This blog gives you the latest topical news plus some informal comments on them from ShareSoc’s directors and other contributors. These are the personal comments of the authors and not necessarily the considered views of ShareSoc. The writers may hold shares in the companies mentioned. You can add your own comments on the blog posts, but note that ShareSoc reserves the right to remove or edit comments where they are inappropriate or defamatory.

VCTs – Stopping the tax relief abuses

The Government has published its response to the public consultation on share buy-backs in Venture Capital Trusts (VCTs). In particular the proposals put forward were aimed at stopping “Enhanced Share Buy-Backs” where VCTs were buying back shares from investors and immediately reinvesting the cash paid to investors in a new shares issued to the same investors, thus enabling them to obtain tax relief on the same original cash more than once.

There was a general acknowledgement in the responses to the consultation (you can see ShareSoc’s response on our web site), that this was an abusive use of a generous tax relief provision aimed at encouraging investment in smaller companies. You can see the full Government’s response here: https://www.gov.uk/government/consultations/venture-capital-trusts-share-buy-backs

In essence the Government did not accept most of the comments from respondents which were quite varied, but they have conceded that individual VCT companies will be treated as independent so it will be possible to sell shares in a company from one VCT in the stable of a VCT manager, and then subscribe for new shares in a separate one from the same manager.
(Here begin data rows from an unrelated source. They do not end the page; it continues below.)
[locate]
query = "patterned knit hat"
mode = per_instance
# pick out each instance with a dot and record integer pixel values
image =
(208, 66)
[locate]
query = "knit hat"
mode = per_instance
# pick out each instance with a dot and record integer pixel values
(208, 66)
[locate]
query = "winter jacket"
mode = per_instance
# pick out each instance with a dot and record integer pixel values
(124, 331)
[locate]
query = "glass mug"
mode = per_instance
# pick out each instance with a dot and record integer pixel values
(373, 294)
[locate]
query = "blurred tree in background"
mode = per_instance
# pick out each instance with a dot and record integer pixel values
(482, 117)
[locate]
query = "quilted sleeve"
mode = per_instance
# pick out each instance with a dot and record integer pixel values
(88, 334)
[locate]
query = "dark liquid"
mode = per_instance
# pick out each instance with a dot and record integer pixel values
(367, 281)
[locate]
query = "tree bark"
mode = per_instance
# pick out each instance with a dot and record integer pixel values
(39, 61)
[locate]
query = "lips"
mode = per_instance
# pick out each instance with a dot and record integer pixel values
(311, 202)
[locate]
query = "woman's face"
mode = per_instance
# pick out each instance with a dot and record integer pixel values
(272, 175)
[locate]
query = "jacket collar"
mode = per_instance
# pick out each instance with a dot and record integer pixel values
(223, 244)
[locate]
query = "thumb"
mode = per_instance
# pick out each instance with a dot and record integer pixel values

But the restriction of 6 months from when you can sell and then buy shares as originally proposed will remain when some argued it should be a shorter period. It will mean VCT investors will have to be quite careful when these vehicles are already quite complex tax wise.

It is surely the case that investors should not subscribe for shares in these companies, or buy them in the secondary market, without a good understanding of the ways these companies operate, the tax rules and how to differentiate between the good ones and the bad ones (in terms of past performance). But it seems unlikely that many investors in these companies have that knowledge. Indeed the proposal to allow the use of nominee accounts when issuing shares will encourage the sales of such shares via on-line “platforms” where only a few clicks will be needed to make a commitment to purchase.

Another point worthy of note in the Government’s response was that it seems some VCTs have been abusing the rules by issuing shares on which tax relief has been obtained, and by the creation of a share premium account then almost immediately returning some of the cash subscribed to shareholders as a dividend. Which they can then no doubt use to subscribe for more such shares on which again tax relief is obtained. Yes there are some very bright people in the financial world are there not? But how anyone could see this is morally right is surprising. Anyway the Government is quite rightly planning to put a stop to this practice and will be undertaking a further consultation on that issue.

Let me not dissuade you from considering VCTs though if you can take advantage of the tax reliefs and understand the risks involved by the comments above. They have been very successful vehicles for promoting investment in SMEs in the UK. Hopefully as the sector matures we might see more consolidation in the sector with larger VCTs and lower fund management and administration costs.